President Joe Biden began his White House term with a sweeping promise to protect transgender Americans against Republican policies that portrayed them as a threat to children and sought to expel them from public life.
“Your president has your back,” Biden assured trans people in his first State of the Union address in 2021, and repeated a version of that statement in subsequent speeches.
But with President-elect Donald Trump days away from taking office after singling out transgender people during his campaign, some fear Biden hasn’t done enough to protect them from what’s likely to come.
The president-elect has stated that “the official policy of the United States government will be that there are only two genders: male and female,” and pledged to sign a series of executive orders targeting trans people at the beginning of his presidency.
Meanwhile, Biden and Democrats are grappling with how to handle transgender politics after the GOP used Democrats’ support for the trans community to regain the White House and control of Congress. Vice President Kamala Harris rarely mentioned transgender people during her campaign, but the Trump campaign cited previous statements by Harris to relentlessly argue to undecided voters that she was focused on trans issues rather than the economy.
Democrats won’t soon forget the punchline of a Trump ad that became ubiquitous on Election Day: “Kamala is for them; President Trump is for you.”
In his last full month in office, Biden scrapped pending plans to provide protections for transgender student-athletes and signed a bill that includes removing language from covering transgender medical treatments for children of service members.
Their actions follow a common strategy in which the outgoing administration rushes through policies or abandons unfinished regulations to prevent the incoming president from modifying them to more quickly advance his own agenda. But some trans people wonder why Biden put plans that could have better protected them from Trump’s policies on the back burner.
“In some ways, the Biden administration has kept its promises to support trans people, but not to the extent that they could have, nor to what amounts to the current anti-trans attack,” said Imara Jones, a transgender woman. He created the podcast “The Anti-Trans Hate Machine,” he told The Associated Press.
Biden appointed trans people to influential positions throughout his administration, she noted. It overturned a Trump-era ban on trans people serving in the military and made it possible for U.S. citizens who do not identify as male or female to select an “X” as a gender marker on their passports.
“Under President Biden’s leadership, we have remedied historic injustices and promoted equality for the community, but there is more work to do, and we hope that work will continue after he leaves office,” said the White House spokeswoman, Kelly Scully.
Biden’s Justice Department also challenged state laws in Tennessee and Alabama that banned gender-affirming health care for trans youth, and filed statements of interest in other cases.
“But significant gaps have opened and remain,” Jones said. “The administration failed to comply with Title IX, failed to advocate for trans healthcare, and failed to adequately address violence against trans people. The list goes on. Even now, the administration could be implementing measures to help safeguard the trans community, at least temporarily.”

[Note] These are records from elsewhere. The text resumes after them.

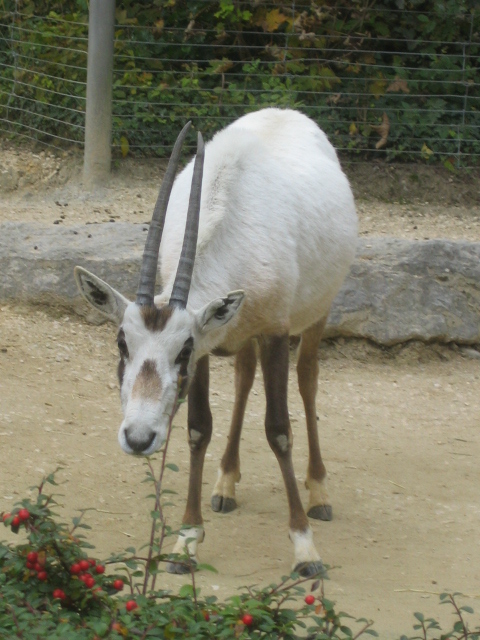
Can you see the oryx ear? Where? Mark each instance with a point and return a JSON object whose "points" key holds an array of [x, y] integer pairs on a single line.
{"points": [[220, 311], [101, 295]]}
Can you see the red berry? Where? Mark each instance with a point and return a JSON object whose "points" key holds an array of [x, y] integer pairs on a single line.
{"points": [[32, 556], [89, 581], [84, 565], [247, 620]]}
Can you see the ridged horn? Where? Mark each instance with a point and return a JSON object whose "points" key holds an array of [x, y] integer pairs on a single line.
{"points": [[148, 272], [183, 278]]}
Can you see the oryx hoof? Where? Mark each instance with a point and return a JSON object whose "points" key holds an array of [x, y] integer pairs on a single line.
{"points": [[320, 512], [180, 568], [223, 505], [310, 569]]}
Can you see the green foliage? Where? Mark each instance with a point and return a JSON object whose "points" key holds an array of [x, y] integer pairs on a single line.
{"points": [[64, 607], [410, 64]]}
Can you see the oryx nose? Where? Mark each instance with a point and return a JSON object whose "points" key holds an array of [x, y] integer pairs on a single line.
{"points": [[139, 442]]}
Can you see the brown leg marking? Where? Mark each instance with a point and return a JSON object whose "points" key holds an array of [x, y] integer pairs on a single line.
{"points": [[274, 353], [274, 358], [307, 372], [223, 496], [199, 435]]}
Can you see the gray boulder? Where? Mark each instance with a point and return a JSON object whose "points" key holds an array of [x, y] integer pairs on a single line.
{"points": [[397, 290]]}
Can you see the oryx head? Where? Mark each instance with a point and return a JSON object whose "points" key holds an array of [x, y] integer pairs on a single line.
{"points": [[158, 345]]}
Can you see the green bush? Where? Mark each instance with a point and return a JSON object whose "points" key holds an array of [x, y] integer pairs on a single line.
{"points": [[52, 587], [398, 79]]}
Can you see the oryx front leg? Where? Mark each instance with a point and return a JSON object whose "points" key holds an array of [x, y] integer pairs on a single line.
{"points": [[199, 435], [319, 506], [223, 496], [274, 358]]}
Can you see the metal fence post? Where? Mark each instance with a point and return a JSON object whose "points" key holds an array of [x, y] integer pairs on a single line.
{"points": [[98, 120]]}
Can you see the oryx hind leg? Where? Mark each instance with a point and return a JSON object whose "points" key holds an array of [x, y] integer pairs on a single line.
{"points": [[199, 436], [319, 506], [274, 353], [223, 496]]}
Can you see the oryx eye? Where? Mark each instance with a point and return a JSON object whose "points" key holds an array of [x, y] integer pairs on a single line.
{"points": [[186, 352], [122, 344]]}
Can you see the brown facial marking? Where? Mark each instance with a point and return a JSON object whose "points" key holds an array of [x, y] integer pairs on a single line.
{"points": [[156, 318], [147, 384]]}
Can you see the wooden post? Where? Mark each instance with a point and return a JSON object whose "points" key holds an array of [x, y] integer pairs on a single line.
{"points": [[98, 117]]}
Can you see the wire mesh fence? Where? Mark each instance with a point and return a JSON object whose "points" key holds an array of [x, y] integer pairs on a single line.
{"points": [[376, 96]]}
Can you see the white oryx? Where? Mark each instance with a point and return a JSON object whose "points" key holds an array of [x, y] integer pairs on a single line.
{"points": [[250, 255]]}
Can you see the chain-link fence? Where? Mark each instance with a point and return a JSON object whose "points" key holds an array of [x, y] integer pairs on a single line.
{"points": [[374, 95]]}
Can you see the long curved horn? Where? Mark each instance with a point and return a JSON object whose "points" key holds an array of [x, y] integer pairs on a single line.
{"points": [[183, 278], [148, 273]]}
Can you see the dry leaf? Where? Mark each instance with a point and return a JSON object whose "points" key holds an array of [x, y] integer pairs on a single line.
{"points": [[124, 146], [334, 98], [398, 85], [383, 129]]}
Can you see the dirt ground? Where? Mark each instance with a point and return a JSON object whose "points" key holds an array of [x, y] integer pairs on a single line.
{"points": [[400, 428]]}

Some LGBTQ advocates have accused Biden of abandoning the transgender community after he signed the annual defense bill into law despite their objections to a provision that prevents the military health program from covering certain medical treatments for transgender children in military families.

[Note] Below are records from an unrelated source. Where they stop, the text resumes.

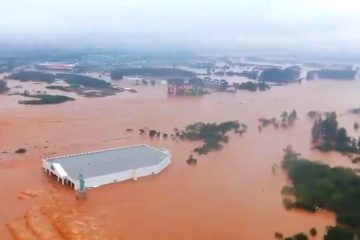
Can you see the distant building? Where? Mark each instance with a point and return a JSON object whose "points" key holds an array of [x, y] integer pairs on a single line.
{"points": [[56, 66], [179, 86], [220, 85], [102, 167]]}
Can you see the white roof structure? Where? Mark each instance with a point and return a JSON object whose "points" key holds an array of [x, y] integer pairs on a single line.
{"points": [[109, 165]]}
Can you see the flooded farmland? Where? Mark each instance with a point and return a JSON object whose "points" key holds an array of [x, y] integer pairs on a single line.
{"points": [[230, 194]]}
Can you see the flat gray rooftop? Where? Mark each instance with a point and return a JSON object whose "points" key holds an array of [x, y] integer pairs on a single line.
{"points": [[105, 162]]}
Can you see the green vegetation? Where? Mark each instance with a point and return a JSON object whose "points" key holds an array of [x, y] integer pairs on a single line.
{"points": [[46, 99], [213, 135], [152, 133], [20, 151], [3, 86], [150, 72], [327, 136], [277, 75], [191, 160], [313, 232], [85, 81], [72, 79], [278, 235], [298, 236], [314, 115], [25, 76], [356, 126], [339, 233], [286, 120], [355, 110], [338, 74], [248, 74], [319, 186], [252, 86]]}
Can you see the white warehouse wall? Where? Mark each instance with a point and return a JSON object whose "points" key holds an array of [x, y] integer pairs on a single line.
{"points": [[125, 175]]}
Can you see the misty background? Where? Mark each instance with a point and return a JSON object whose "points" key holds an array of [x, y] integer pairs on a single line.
{"points": [[324, 26]]}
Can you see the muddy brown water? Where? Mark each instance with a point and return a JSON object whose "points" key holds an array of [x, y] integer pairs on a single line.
{"points": [[230, 194]]}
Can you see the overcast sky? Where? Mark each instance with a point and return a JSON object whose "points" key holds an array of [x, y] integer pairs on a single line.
{"points": [[302, 24]]}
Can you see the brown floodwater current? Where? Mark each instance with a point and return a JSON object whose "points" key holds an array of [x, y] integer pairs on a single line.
{"points": [[229, 194]]}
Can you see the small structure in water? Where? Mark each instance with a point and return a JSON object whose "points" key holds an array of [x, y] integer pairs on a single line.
{"points": [[179, 86], [107, 166]]}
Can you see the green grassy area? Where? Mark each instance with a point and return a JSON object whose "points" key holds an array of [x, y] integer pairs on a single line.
{"points": [[213, 135], [42, 99], [318, 186]]}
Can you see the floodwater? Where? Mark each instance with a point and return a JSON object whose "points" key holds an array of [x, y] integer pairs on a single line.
{"points": [[229, 194]]}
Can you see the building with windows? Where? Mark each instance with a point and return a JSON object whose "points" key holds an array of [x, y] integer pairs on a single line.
{"points": [[107, 166]]}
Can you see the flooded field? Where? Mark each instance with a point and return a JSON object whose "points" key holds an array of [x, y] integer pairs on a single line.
{"points": [[229, 194]]}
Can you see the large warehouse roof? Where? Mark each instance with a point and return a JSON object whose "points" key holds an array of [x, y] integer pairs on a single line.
{"points": [[109, 161]]}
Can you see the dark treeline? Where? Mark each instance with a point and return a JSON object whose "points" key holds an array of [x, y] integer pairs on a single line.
{"points": [[42, 99], [25, 76], [318, 186], [213, 135], [150, 72], [327, 135], [278, 75], [252, 86], [72, 79], [287, 119], [343, 74], [3, 86], [248, 74]]}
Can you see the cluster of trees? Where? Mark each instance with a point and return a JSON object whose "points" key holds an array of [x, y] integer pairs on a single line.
{"points": [[150, 72], [287, 119], [85, 81], [72, 79], [42, 99], [338, 74], [278, 75], [318, 186], [213, 135], [327, 136], [3, 86], [252, 86], [25, 76], [153, 133], [248, 74]]}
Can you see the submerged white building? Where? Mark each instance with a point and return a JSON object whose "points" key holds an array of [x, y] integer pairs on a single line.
{"points": [[107, 166]]}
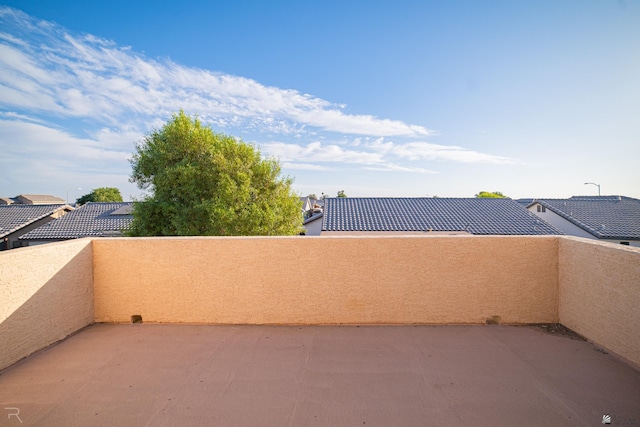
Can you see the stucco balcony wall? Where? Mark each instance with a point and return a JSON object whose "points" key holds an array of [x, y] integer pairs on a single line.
{"points": [[327, 280], [599, 294], [46, 294]]}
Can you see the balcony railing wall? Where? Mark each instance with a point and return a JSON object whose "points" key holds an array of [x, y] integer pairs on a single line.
{"points": [[48, 292]]}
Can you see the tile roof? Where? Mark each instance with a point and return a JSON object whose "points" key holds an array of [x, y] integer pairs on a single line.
{"points": [[606, 217], [92, 219], [473, 215], [38, 199], [15, 217]]}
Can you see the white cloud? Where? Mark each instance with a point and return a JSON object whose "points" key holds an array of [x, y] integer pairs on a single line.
{"points": [[77, 103], [304, 166], [428, 151], [84, 76]]}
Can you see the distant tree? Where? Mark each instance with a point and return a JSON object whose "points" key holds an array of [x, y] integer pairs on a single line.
{"points": [[102, 194], [493, 195], [206, 183]]}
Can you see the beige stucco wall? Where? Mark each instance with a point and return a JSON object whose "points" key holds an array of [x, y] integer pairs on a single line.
{"points": [[46, 294], [326, 280], [599, 294]]}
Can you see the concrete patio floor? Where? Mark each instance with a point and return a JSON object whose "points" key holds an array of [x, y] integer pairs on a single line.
{"points": [[196, 375]]}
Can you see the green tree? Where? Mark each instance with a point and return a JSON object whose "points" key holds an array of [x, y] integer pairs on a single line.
{"points": [[491, 195], [102, 194], [206, 183]]}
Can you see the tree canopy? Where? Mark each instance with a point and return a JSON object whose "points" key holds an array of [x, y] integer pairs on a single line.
{"points": [[205, 183], [491, 195], [102, 194]]}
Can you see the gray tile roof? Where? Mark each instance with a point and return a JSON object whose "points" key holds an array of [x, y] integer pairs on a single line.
{"points": [[92, 219], [15, 217], [473, 215], [38, 199], [606, 217]]}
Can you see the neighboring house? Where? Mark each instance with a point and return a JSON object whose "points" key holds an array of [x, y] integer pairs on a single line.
{"points": [[433, 215], [90, 220], [32, 199], [313, 224], [312, 216], [614, 219], [17, 220]]}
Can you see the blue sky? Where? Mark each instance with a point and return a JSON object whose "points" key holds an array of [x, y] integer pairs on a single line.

The nation’s largest organization of LGBTQ service members and veterans said Biden’s decision to sign the bill is “in direct opposition to claims that his administration is the most pro-LGBTQ+ in American history.” .
Kelley Robinson, president of the Human Rights Campaign, said it is the first federal law targeting LGBTQ people since the 1990s, when Congress adopted the Defense of Marriage Act, which defined marriage as a union between a man and a woman. President Bill Clinton, a Democrat, signed it into law, a decision he later said he regretted.
The restriction comes as at least 26 states have adopted laws banning or limiting gender-affirming medical care for transgender minors, although most face lawsuits. Federal judges struck down the bans in Arkansas and Florida as unconstitutional, but a federal appeals court stayed the Florida ruling. There is a judge’s order temporarily blocking enforcement of a ban in Montana.
Twenty-five states have laws prohibiting trans women and girls from competing in certain women’s sports competitions. Judges have temporarily blocked enforcement of bans in Arizona, Idaho and Utah.
When Biden introduced his now-abandoned proposal to prohibit an outright ban on transgender student-athletes in 2023, trans rights advocates were dissatisfied, saying it left room for individual schools to prevent some athletes from playing on consistent teams. with their gender identity.
The sports proposal, intended as a follow-up to a broader rule extending civil rights protections to LGBTQ students under Title IX, was delayed several times.
Biden’s delays were widely seen as a political maneuver during an election year in which Republicans sparked protests over trans athletes in women’s sports. Had the rule been finalized, it likely would have faced conservative legal challenges like those that prevented the broader Title IX policy from taking effect in dozens of states.